The Ahmed Kathrada Foundation welcomes the decision by Jacob Zuma to resign as President of the Republic of South Africa.


“This evening’s announcement of Zuma’s resignation is one that will be met with a sigh of relief from all South Africans,” said the Foundation’s Executive Director, Neeshan Balton. “For the first time in almost a decade, South Africans can rejoice that the sun has set on the Zuma era. Despite it having taken a long time for the voices of ordinary people to be heard, we can finally celebrate that the President, who had become a symbol of the erosion of state integrity, has left office.


“On this occasion, I wish that Ahmed Kathrada could have been with us to know that his letter, written almost two years ago, calling on Zuma to step down, had eventually struck a chord. I think that he would have been saddened that it had taken so long for Zuma to ‘submit to the will of the people’, but also proud of the work done by individuals across all sectors of society, putting pressure on the ANC to take the decision to recall him, leading to his resignation.”

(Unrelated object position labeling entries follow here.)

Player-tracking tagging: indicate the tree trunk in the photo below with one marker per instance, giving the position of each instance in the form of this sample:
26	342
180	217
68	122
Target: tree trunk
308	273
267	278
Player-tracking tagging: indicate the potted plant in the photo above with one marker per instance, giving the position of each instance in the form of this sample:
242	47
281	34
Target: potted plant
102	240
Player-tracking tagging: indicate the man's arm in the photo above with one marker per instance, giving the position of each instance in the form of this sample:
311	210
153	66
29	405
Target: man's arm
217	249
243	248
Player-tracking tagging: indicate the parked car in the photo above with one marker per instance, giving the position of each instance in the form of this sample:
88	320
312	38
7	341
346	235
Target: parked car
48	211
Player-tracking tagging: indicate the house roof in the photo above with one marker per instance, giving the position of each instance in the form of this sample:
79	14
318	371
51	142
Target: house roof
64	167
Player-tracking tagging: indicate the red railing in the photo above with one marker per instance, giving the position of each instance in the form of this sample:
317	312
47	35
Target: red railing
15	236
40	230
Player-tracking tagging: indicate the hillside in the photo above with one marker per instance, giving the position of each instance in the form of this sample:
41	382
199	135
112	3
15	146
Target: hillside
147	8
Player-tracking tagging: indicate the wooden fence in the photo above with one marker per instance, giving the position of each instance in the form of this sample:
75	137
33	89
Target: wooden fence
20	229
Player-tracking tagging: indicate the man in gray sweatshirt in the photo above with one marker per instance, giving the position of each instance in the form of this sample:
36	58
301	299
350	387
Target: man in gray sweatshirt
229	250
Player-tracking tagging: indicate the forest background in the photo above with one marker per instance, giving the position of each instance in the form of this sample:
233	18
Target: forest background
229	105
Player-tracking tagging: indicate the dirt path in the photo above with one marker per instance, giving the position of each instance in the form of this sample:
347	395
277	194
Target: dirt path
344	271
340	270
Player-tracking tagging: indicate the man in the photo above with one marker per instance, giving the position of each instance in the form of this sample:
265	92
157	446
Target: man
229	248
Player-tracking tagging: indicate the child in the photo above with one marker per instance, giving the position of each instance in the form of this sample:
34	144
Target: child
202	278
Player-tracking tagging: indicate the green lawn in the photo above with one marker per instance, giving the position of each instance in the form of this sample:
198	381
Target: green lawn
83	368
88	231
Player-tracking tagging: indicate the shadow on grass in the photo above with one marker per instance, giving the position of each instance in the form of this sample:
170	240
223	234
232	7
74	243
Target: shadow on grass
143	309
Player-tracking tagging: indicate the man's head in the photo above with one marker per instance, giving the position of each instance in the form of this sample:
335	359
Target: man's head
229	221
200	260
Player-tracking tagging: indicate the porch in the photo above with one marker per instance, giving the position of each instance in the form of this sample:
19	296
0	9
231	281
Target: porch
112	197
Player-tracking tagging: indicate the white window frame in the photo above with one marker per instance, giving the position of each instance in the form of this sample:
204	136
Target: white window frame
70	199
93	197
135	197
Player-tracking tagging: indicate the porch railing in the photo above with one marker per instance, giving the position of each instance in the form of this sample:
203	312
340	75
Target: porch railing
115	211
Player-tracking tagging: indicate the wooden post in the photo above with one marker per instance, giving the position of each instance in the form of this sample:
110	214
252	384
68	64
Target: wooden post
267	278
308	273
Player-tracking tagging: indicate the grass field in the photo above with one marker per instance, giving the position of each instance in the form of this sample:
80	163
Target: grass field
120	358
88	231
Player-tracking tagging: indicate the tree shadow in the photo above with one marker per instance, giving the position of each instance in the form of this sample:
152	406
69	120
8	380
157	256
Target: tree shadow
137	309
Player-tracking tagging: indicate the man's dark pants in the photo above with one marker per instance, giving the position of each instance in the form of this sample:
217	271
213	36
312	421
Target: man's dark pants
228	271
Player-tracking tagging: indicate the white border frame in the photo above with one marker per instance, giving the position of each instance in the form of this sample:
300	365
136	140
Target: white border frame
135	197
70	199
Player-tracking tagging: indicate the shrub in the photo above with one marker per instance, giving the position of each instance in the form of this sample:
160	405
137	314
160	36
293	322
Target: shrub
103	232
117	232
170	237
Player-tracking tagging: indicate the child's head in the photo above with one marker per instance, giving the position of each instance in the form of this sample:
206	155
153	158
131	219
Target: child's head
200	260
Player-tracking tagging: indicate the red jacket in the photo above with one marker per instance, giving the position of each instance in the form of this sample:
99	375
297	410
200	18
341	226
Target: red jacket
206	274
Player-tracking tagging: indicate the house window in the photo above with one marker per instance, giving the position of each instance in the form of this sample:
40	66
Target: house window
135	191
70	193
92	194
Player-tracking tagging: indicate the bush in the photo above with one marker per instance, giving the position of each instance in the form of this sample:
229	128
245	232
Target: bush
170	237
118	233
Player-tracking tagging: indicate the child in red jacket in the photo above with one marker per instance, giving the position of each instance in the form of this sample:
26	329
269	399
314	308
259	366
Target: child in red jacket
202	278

Balton indicated that Zuma’s resignation is due to the cumulative efforts of civil society formations, business, labour, the religious sector, opposition parties, members within the ruling party, journalists, whistle-blowers, honest public servants, the judiciary and ordinary people.


He cautioned though, that while Zuma’s recall is indeed a victory for the people, the fight against state capture is ongoing. “We’ve removed someone who had presided over a systemic process of state capture that has crept into all tiers of government. Tomorrow, there will still be public officials stealing from state coffers; there will still be individuals who wield undue influence over politicians; there will still be groups willing to defend the state capture project; and there will still be an economy and society wrecked by poor governance. It is going to take years of hard work from all sectors of society to reverse state capture and build a state based on integrity, accountability, and transparency.


“The ANC leadership now has a duty to ensure that corruption is tackled and that any attempt to exonerate those behind its facilitation is quashed.


“We also want the truth – South Africans deserve to know the full extent of the damage done to the country under the Zuma administration, and we hope that the various commissions and inquiries underway into state capture and state-owned entities can reveal such.


“We furthermore hope that law enforcement agencies are committed to investigating and prosecuting those who have facilitated state capture. There must be serious consequences for the corrupt, to serve as a deterrent to others. There must be justice,” he said.


“The Foundation will continue supporting efforts aimed at dismantling state capture and building a country based on the values of our Constitution. It is our collective responsibility to ensure that the vision of Kathrada and his generation is not trampled underfoot by those who only seek to serve their own interests.  It is our hope that as this new era dawns in our country, South Africans will remain vigilant in defending our hard-won democracy against state capture.”